"But what about Pompey's superior numbers?" said Manlius. "Above and beyond his Roman legions, they say Pompey's gathered hundreds of archers from Crete and Syria, slingers from Thessaly, thousands of cavalrymen from Alexandria-"
"We know about Pompey's forces only from rumors. People always inflate the actual numbers," said Canininus.
"But Pompey's fleet isn't a rumor," observed Hieronymus. "Surely that's real. People have seen galleys sailing into the Adriatic Sea for months, hundreds of them arriving from all over the eastern Mediterranean. Battle-hardened or battle-weary makes no difference if Caesar can't get his men across to the other side."
"His timing could hardly be worse," observed Volcatius the Pompeian, smiling grimly. "Winter's arrived. Boreas can blow a storm from the north and whip the Adriatic into a seething caldron before a ship's captain has time to utter a prayer to Neptune. They say Caesar consulted the auguries before he left Rome, and all signs boded against him. Birds were seen flying north instead of south, and a sparrow attacked a vulture-bad omens! But Caesar hushed up the augurs before his troops could hear about them and raise another mutiny."
"That's a lie," said Canininus, "a blasphemous lie!" He lurched toward Volcatius, but some of the others held him back.
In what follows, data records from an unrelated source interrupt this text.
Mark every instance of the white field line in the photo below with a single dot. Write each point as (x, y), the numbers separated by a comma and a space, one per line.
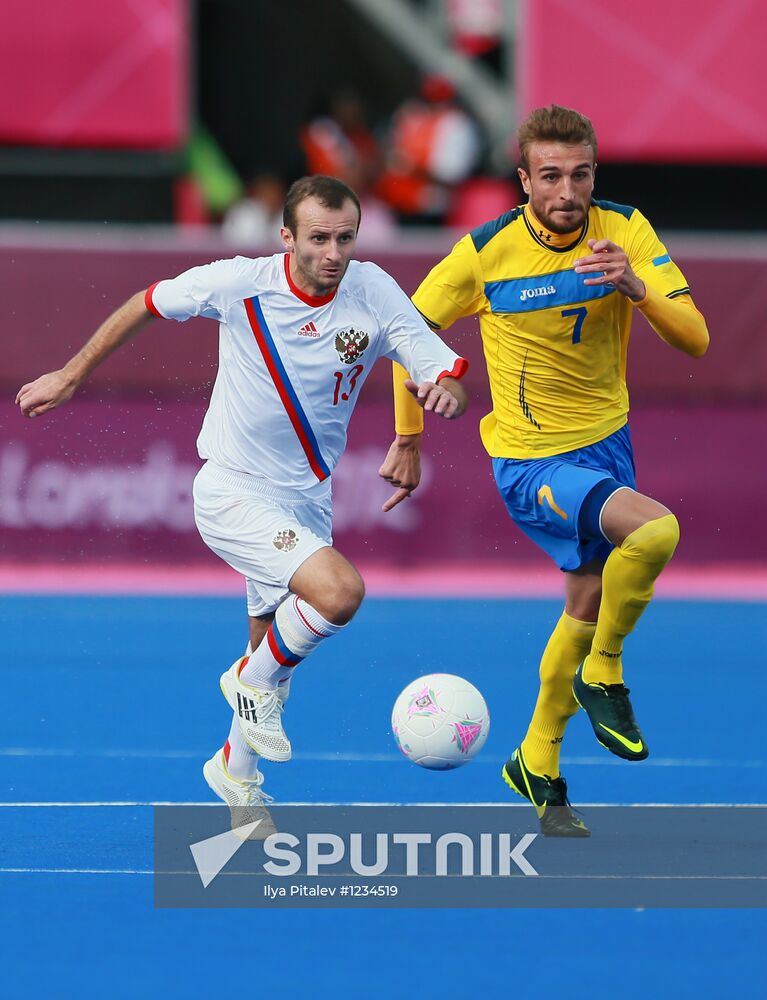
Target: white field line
(367, 758)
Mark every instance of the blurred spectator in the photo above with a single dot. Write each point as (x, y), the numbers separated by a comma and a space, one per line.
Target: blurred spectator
(476, 27)
(433, 146)
(255, 220)
(342, 145)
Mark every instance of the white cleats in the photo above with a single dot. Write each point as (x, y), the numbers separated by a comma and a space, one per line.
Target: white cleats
(246, 799)
(259, 714)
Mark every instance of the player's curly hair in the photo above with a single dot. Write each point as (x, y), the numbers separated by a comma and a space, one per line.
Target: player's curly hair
(329, 192)
(554, 123)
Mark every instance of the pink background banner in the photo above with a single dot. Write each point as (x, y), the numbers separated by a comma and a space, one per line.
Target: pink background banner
(111, 482)
(89, 73)
(55, 296)
(670, 82)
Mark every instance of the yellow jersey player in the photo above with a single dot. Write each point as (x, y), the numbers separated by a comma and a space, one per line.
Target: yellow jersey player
(555, 284)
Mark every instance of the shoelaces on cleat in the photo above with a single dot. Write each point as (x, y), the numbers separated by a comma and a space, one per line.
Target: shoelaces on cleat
(272, 708)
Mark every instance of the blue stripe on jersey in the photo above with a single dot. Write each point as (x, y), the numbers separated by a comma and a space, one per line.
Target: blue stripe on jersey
(562, 288)
(610, 206)
(482, 235)
(290, 391)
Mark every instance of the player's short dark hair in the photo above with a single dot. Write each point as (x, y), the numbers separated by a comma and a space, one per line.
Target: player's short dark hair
(555, 124)
(329, 192)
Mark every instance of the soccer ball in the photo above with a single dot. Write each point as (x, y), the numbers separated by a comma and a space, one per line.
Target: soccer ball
(440, 721)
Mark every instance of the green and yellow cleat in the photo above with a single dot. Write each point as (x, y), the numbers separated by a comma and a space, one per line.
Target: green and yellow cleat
(611, 716)
(548, 795)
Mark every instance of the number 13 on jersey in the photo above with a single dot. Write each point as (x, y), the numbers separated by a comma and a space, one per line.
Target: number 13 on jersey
(353, 374)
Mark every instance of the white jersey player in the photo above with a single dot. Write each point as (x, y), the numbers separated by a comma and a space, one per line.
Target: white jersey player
(298, 334)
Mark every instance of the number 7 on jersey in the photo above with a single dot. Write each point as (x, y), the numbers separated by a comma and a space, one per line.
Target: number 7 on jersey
(580, 315)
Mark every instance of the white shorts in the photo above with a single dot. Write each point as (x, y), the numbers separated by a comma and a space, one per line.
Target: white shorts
(262, 531)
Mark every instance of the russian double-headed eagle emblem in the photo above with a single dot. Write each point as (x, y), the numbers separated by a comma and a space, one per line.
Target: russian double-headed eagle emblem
(351, 344)
(286, 540)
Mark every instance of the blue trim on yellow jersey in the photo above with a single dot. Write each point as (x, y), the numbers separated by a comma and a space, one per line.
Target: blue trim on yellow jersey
(482, 235)
(542, 291)
(538, 237)
(611, 206)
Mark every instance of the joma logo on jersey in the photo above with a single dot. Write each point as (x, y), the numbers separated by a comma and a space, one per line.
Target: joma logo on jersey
(351, 344)
(534, 293)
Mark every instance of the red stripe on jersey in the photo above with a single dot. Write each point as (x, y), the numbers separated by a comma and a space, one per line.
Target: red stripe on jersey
(295, 420)
(149, 303)
(458, 370)
(310, 300)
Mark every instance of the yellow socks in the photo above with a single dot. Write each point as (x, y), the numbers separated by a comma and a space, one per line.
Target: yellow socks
(627, 585)
(569, 643)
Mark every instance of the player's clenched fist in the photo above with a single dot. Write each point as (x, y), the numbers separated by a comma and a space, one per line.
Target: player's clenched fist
(45, 393)
(447, 399)
(609, 265)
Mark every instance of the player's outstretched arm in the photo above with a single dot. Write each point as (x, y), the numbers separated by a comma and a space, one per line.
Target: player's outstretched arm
(55, 388)
(402, 465)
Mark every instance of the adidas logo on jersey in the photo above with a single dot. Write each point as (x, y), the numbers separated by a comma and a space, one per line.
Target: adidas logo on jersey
(309, 330)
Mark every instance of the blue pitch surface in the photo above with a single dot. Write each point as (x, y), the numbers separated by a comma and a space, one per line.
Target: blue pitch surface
(116, 700)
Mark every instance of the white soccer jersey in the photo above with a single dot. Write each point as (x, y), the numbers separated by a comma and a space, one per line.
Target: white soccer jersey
(291, 366)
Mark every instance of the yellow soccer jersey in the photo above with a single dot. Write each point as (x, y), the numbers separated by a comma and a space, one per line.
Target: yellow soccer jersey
(555, 348)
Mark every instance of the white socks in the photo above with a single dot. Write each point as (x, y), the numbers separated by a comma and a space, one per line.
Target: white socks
(296, 631)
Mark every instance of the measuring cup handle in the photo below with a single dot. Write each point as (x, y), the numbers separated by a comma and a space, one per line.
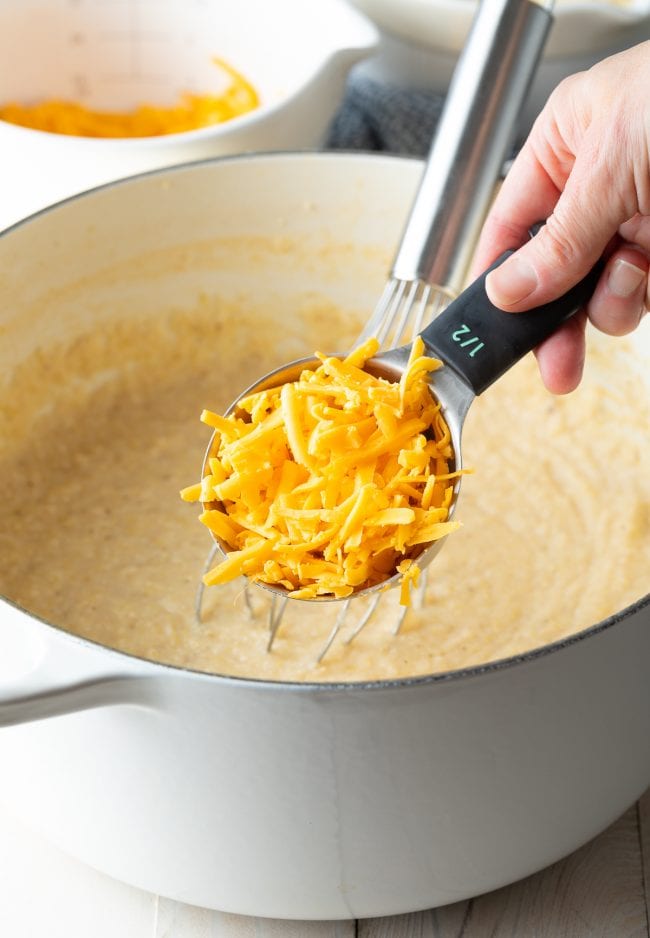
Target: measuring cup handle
(481, 341)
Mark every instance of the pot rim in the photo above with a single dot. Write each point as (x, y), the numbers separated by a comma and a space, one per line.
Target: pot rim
(172, 670)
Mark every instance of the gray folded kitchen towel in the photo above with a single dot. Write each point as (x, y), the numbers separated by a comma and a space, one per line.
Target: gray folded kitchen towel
(378, 116)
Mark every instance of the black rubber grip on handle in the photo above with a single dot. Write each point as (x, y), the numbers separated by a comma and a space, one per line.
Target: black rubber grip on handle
(481, 342)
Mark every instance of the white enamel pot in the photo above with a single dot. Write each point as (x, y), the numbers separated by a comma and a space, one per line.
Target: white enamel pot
(295, 801)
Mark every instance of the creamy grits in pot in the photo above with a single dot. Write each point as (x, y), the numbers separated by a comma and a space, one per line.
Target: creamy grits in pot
(100, 434)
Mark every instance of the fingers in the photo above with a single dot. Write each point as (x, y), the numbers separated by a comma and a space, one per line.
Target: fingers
(586, 216)
(561, 357)
(620, 299)
(511, 217)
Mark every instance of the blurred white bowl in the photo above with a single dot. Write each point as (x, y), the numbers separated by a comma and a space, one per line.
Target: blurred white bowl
(116, 56)
(421, 40)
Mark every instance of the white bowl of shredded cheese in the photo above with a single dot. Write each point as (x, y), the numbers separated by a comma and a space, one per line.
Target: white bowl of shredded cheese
(165, 82)
(497, 732)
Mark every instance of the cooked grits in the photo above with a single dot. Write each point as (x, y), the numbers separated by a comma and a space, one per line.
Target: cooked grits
(95, 539)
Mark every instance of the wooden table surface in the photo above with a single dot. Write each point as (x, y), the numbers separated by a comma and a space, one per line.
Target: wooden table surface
(600, 891)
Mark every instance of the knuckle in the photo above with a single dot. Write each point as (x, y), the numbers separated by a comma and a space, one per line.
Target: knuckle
(557, 244)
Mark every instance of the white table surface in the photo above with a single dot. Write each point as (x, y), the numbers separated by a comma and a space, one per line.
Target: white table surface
(601, 890)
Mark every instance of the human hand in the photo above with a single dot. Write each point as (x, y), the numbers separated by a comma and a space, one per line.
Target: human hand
(585, 168)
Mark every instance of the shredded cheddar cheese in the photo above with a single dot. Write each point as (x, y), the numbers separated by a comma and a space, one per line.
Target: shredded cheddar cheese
(191, 112)
(332, 483)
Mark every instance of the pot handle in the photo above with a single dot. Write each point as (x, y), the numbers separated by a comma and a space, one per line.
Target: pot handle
(45, 672)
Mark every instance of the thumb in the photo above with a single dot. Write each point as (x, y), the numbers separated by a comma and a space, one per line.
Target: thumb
(585, 218)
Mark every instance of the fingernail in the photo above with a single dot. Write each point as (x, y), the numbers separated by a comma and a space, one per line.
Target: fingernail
(513, 281)
(624, 278)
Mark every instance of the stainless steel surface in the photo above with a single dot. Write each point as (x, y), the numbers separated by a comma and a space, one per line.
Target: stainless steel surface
(489, 85)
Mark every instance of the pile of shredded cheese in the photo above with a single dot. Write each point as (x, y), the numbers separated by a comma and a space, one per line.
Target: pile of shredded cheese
(191, 112)
(332, 483)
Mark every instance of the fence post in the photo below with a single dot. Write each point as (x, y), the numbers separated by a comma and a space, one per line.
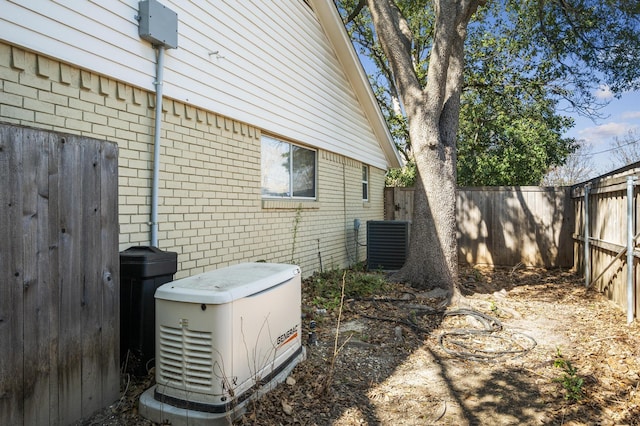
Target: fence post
(587, 254)
(630, 247)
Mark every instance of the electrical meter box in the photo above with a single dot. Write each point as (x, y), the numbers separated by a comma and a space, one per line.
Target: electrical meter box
(222, 336)
(158, 24)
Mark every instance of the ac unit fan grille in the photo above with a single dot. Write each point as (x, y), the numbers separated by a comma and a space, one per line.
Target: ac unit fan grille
(185, 358)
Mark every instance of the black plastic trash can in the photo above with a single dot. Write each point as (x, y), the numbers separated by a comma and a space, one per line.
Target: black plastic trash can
(142, 270)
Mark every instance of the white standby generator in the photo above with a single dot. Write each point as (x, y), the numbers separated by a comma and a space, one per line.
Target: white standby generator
(223, 338)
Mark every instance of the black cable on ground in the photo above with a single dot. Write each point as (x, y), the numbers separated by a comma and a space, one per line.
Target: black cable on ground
(489, 343)
(475, 344)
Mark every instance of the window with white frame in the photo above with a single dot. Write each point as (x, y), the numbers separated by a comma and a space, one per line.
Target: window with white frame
(288, 170)
(365, 182)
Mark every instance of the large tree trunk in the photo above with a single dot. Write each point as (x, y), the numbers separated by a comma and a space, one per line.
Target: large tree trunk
(433, 116)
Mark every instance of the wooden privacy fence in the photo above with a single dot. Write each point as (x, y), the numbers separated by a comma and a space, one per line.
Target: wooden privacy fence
(605, 234)
(504, 226)
(59, 277)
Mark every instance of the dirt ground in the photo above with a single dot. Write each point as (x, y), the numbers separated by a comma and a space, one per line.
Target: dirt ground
(524, 347)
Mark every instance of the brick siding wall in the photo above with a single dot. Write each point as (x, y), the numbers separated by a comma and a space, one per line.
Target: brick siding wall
(210, 208)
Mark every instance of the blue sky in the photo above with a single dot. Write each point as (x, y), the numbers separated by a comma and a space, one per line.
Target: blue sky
(620, 116)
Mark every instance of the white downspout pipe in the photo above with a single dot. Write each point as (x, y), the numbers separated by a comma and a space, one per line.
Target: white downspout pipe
(156, 146)
(630, 248)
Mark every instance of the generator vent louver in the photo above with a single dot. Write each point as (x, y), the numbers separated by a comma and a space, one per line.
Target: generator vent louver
(387, 244)
(185, 358)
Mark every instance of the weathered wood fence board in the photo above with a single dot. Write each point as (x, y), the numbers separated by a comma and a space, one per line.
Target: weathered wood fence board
(504, 226)
(607, 219)
(59, 269)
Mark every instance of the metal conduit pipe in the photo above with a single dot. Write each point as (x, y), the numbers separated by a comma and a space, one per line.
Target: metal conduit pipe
(156, 145)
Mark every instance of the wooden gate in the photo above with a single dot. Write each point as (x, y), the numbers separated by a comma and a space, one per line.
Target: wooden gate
(59, 276)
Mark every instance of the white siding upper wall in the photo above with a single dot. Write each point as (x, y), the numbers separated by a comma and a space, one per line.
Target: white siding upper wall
(267, 63)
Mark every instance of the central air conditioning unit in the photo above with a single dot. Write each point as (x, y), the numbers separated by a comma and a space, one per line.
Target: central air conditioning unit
(223, 338)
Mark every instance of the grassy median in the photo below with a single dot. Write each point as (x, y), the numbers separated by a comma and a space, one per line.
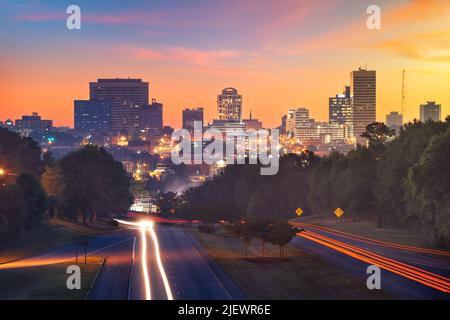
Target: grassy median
(369, 229)
(46, 282)
(52, 233)
(299, 276)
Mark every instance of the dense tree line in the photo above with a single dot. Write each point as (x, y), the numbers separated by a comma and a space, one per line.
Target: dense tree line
(87, 184)
(399, 181)
(84, 184)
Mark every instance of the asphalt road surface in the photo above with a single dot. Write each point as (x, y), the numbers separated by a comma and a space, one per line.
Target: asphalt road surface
(407, 272)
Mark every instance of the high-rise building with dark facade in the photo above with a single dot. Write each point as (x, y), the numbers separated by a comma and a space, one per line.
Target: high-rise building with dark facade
(126, 97)
(394, 120)
(190, 116)
(151, 118)
(229, 105)
(33, 123)
(340, 110)
(430, 111)
(92, 115)
(364, 89)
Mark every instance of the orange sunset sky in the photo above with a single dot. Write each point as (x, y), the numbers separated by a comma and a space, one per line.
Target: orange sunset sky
(278, 54)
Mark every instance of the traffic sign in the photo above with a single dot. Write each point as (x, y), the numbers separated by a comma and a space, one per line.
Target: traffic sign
(339, 212)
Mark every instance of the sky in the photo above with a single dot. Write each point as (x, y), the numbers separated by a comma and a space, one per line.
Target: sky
(279, 54)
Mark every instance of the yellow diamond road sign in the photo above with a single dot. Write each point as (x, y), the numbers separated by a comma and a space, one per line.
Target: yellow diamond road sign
(338, 212)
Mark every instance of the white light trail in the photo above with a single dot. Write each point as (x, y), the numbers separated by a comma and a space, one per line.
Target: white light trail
(145, 226)
(159, 262)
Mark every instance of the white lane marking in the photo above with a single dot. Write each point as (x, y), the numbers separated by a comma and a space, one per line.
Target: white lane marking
(148, 293)
(159, 262)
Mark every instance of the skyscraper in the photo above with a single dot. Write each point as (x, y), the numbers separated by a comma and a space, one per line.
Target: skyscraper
(394, 120)
(92, 115)
(190, 116)
(301, 118)
(125, 96)
(430, 111)
(33, 123)
(364, 89)
(340, 110)
(229, 105)
(151, 118)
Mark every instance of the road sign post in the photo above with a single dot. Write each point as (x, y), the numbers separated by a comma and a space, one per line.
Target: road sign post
(339, 213)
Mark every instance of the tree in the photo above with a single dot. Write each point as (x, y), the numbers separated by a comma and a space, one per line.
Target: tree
(428, 186)
(19, 154)
(35, 200)
(399, 156)
(378, 133)
(94, 185)
(167, 202)
(243, 232)
(281, 233)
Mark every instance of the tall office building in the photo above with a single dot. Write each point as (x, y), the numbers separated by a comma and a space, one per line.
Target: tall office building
(92, 115)
(151, 118)
(301, 118)
(33, 123)
(229, 105)
(125, 96)
(340, 110)
(430, 111)
(394, 120)
(364, 89)
(190, 116)
(252, 124)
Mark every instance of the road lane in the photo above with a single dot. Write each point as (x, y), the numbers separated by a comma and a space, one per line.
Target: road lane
(391, 282)
(192, 275)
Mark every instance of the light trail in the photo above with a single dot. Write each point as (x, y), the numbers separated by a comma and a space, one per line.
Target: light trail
(159, 262)
(413, 273)
(374, 241)
(148, 291)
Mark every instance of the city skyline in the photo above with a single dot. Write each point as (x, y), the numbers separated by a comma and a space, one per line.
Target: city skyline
(273, 65)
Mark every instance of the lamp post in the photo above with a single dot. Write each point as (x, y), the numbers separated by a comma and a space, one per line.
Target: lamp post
(2, 177)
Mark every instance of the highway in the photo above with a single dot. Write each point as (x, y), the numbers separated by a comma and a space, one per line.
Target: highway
(407, 272)
(145, 261)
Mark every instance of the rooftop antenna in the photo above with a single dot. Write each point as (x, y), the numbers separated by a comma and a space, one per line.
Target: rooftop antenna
(402, 111)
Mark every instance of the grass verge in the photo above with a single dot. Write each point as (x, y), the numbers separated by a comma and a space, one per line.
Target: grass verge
(370, 229)
(52, 233)
(300, 276)
(46, 282)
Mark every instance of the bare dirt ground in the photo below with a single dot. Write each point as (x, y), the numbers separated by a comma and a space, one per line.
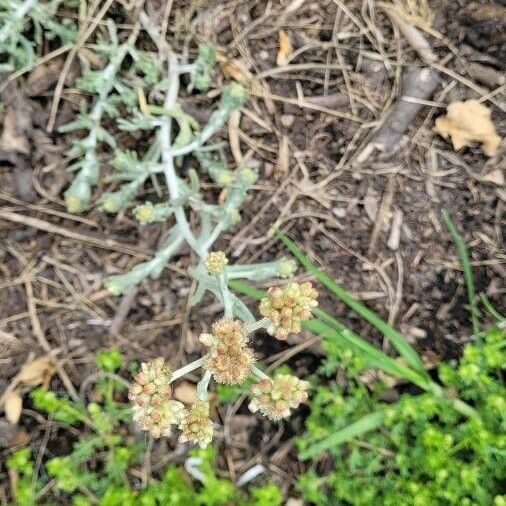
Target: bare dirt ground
(371, 219)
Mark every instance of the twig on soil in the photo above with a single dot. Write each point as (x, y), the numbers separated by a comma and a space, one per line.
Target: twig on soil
(122, 312)
(85, 33)
(381, 217)
(44, 343)
(109, 244)
(418, 84)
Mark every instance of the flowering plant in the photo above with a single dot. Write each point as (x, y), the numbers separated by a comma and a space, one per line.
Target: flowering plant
(228, 358)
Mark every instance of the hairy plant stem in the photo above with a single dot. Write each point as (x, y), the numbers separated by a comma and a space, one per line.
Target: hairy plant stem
(179, 373)
(164, 140)
(18, 14)
(89, 172)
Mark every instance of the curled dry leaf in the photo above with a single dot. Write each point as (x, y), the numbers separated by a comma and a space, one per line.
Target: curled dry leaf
(467, 122)
(36, 372)
(13, 404)
(285, 49)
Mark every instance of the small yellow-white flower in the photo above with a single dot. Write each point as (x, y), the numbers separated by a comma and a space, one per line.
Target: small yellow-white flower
(153, 408)
(215, 262)
(286, 307)
(229, 358)
(275, 398)
(158, 419)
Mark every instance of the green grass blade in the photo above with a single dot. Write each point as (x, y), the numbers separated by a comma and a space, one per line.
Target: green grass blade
(366, 424)
(466, 267)
(375, 357)
(397, 339)
(330, 328)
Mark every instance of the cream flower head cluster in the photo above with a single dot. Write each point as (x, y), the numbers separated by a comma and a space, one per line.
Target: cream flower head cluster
(153, 408)
(229, 358)
(286, 307)
(216, 262)
(275, 398)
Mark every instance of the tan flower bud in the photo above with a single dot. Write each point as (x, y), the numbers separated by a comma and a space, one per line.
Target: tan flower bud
(286, 307)
(229, 364)
(150, 394)
(229, 358)
(197, 427)
(276, 397)
(215, 262)
(158, 419)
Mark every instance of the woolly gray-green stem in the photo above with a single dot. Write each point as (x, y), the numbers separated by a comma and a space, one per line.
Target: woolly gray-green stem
(18, 14)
Hieronymus raised an eyebrow at the spectacle of a truculent, one-armed Roman attempting to physically attack the oldest graybeard in the group.
All this time I said nothing. In the contest between Pompey and Caesar, I had so far managed to keep myself neutral-more or less. Like virtually every other Roman citizen, especially those who played any part whatsoever in the city's public life, I had strong ties to both sides. If anything, my loyalties and animosities were more conflicted and tortuously intertwined than most because of the sort of work I had done all my life-playing the hound for advocates like Cicero, digging up the truth about powerful and not-so-powerful men accused of everything from deflowering a Vestal Virgin to murdering their own fathers.